M. Michel Magras, président. - La mission fondamentale de notre délégation est d'informer nos collègues et le Gouvernement sur toutes ces questions. Cependant, nous n'avons été alertés officiellement que le 28 juin, et dans la perspective d'un rapport d'étape qui doit être rendu dès la mi-juillet. Nous ne pouvons pas décider d'une déclaration politique en quelques minutes. Nous avons besoin de temps pour émettre un avis fondé.
J'ai bien noté la relation entre France Ô et les chaînes la 1ère sur les territoires. Nous devrions sans doute entendre également leurs représentants.
Il faut davantage de visibilité sur les chaînes publiques, en effet ! Mais cela doit-il être fait au détriment de l'existant ou en complémentarité ? On ne m'a pas encore démontré en quoi le basculement sur le numérique était porteur d'économie et permettait de conquérir de nouveaux publics. Nous posons la question : et si nous gardions les deux ?
Je fais mon mea culpa : je ne regarde pas assez France Ô mais je ne regarde pas beaucoup la télévision de façon générale.

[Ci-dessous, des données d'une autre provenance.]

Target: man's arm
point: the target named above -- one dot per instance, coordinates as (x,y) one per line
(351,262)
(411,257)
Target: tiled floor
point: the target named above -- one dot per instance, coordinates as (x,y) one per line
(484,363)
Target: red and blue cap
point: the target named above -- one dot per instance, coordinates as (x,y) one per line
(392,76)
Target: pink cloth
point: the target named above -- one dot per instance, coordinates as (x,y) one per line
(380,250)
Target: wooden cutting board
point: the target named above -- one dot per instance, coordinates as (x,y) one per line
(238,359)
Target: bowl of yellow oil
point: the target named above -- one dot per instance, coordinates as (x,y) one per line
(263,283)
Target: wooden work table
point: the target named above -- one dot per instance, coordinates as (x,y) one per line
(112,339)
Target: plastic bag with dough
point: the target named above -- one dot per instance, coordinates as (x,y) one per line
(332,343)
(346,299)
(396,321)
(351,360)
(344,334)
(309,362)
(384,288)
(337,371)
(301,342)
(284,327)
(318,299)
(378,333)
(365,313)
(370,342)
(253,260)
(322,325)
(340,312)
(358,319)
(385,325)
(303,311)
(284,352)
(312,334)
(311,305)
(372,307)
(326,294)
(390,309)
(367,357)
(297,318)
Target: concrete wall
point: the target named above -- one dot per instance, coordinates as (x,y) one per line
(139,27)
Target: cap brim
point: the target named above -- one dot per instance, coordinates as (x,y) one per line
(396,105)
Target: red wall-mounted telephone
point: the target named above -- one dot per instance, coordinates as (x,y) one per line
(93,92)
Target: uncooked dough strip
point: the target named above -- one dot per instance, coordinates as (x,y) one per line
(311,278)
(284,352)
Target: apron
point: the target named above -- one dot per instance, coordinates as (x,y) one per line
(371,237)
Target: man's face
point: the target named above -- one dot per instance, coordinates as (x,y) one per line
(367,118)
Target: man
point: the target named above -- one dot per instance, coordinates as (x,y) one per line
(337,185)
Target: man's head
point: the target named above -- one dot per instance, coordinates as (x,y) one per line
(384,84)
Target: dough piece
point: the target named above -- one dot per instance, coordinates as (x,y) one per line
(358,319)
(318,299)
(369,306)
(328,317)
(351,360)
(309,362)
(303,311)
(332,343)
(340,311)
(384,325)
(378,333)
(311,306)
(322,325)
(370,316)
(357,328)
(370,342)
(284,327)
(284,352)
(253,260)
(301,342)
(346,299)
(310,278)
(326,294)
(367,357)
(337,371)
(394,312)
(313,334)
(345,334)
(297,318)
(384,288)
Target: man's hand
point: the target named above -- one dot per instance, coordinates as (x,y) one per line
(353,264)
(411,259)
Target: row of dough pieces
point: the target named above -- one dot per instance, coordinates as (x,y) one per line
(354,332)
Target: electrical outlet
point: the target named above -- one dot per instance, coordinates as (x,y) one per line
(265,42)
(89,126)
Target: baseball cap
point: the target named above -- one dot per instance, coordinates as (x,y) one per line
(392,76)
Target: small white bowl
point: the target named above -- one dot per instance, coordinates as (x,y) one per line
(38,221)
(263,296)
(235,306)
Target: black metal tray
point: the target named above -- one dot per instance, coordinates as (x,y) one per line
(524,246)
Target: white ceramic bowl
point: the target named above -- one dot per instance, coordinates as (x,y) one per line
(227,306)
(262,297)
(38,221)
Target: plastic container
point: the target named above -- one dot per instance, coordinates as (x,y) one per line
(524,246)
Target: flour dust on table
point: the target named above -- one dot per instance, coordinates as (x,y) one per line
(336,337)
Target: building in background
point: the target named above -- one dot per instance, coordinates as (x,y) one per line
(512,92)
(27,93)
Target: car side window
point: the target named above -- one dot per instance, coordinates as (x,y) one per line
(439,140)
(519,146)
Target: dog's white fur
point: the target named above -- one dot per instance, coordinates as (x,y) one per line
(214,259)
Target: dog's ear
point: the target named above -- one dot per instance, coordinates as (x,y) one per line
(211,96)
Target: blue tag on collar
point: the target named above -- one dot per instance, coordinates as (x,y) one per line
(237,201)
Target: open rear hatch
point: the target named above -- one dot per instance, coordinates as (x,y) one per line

Avez-vous un problème de programmation ? Vos moyens financiers sont-ils suffisants ? Les transformations prévues de France Ô auront-elles un impact sur le personnel et sur l'organisation ?
M. Walles Kotra. - La question de l'audience mérite réflexion. Parmi nos territoires, Saint-Pierre-et-Miquelon comporte 6 000 habitants. Nous avons fait une journée entière pour présenter cette collectivité. Bien sûr, nous n'avons pas eu une grande audience. Mais 0,5 %, soit 200 000 spectateurs, c'est énorme en comparaison de la population concernée ! C'est le rôle du service public.
Nous avons une cinquantaine de langues régionales sur nos territoires. Même sur France Ô, on ne les entend pas : nous perdrions de l'audience. Cela fait partie de notre mission de service public d'être l'aiguillon pour une meilleure visibilité des outre-mer sur les autres chaînes.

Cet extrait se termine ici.